Check your insurance packets for changes this year
Workers who have received their annual enrollment packets for insurance benefits need to pay special attention to the details this year. The first provisions of the nation’s health care law have been enacted and will bring at least slight changes to many plans.
Some consumers who need to be especially alert as the paperwork arrives include: those who use flexible spending accounts for medical expenses, parents of uninsured adult children under age 26, parents of kids with pre-existing conditions and anyone who plans to get preventive care in the coming year.
Everybody needs to pay attention to the costs, because most employees will be asked to pay more for health care next year. Provisions of the health care law taking effect are expected to increase insurance costs by about 1 percent to 2 percent, a portion of an 8.7 percent jump in average premiums expected to hit metro Atlanta's employers next year.
Here’s how the law may change your coverage:
Flexible spending accounts: Workers for years have been able to set aside tax-free dollars in an account that could be used within the year to pay for everything from insurance deductibles and eye surgery to Advil and allergy pills. But starting in 2011, the account may not be used for over-the-counter medicines unless a doctor writes a prescription for it. And by 2013, contributions to the accounts will be limited to $2,500.
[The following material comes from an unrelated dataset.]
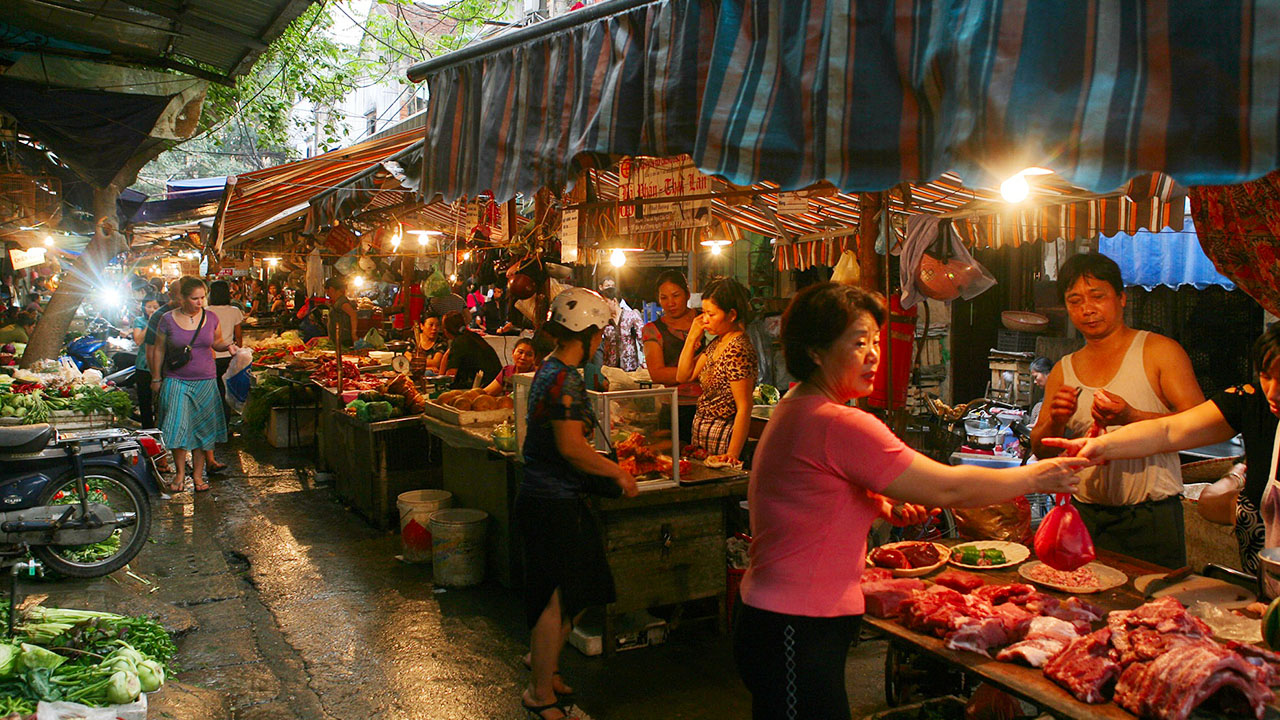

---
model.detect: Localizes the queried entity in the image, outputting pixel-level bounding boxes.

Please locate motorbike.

Coverage for young adults: Adults younger than 26 will be allowed to stay on their parents' health insurance plan if they are not offered coverage through an employer.
Children with illnesses: Insurers may no longer deny coverage to children under 19 because of a pre-existing condition.
Preventive care coverage: All new plans must pay for mammograms, colonoscopies, immunizations and other preventive services without charging consumers a deductible, co-pay or co-insurance charge.
Lifetime caps: Insurers may no longer impose lifetime dollar limits on essential health care benefits, such as hospital stays. In the past, consumers with catastrophic conditions could exceed the limits of a policy and find themselves responsible for all medical expenses over the policy's limit. Annual dollar limits also will be restricted for all group plans and new plans in the individual market.
Appeals process: Consumers will now have a means to appeal coverage and claims decisions by their insurers.
Canceling coverage: Insurers have been criticized for going back to a consumer's original insurance application to search for errors or technical mistakes and using those as a reason to cancel a policy after someone became ill. The new law will no longer allow this.
New coverage for people with pre-existing conditions: Consumers without coverage for at least six months because of a pre-existing condition are eligible to get insurance through the program. States had the option of running the program themselves or asking the federal government to do it. Georgia and 20 other states opted to have the feds run the program. The program will serve as a bridge to 2014, when discrimination based on pre-existing conditions will be prohibited. The national program began July 1. Go to healthcare.gov for information.
Medicare drug costs: About 4 million seniors who will reach the Medicare "doughnut hole" -- a gap in prescription drug coverage -- will be eligible for a $250 rebate this year. First checks were mailed in June.
Help with early retiree health expenses: Companies and unions that offer retiree health care coverage can receive help paying for those benefits for retirees between 55 and 65. So far, more than two dozen Georgia entities, including some of the state's largest companies, have applied for the assistance.
Doctor access: The new law guarantees that consumers can choose their primary care doctor or pediatrician from the plan's network and that patients can see an ob-gyn doctor without a referral from another doctor. The law also ensures that you can seek emergency care at a hospital outside your plan's network without prior approval from your health plan.
Note about exceptions: Most health plans in place on March 23, when the health care law was enacted, are considered "grandfathered" plans and are not required to comply with some of these provisions. Plans lose their grandfathered status if significant changes are made to them.
What's to come?The most significant changes set forth in the health care law will not take effect until 2014. That's when the controversial requirement that everyone buy health insurance kicks in and when each state oversees a new health insurance marketplace for people who don't get coverage at work. The marketplace is expected to guide consumers to a variety of insurance options ranging from government insurance for the poor, subsidies for private insurance coverage and a range of private insurance options offered under a new set of rules.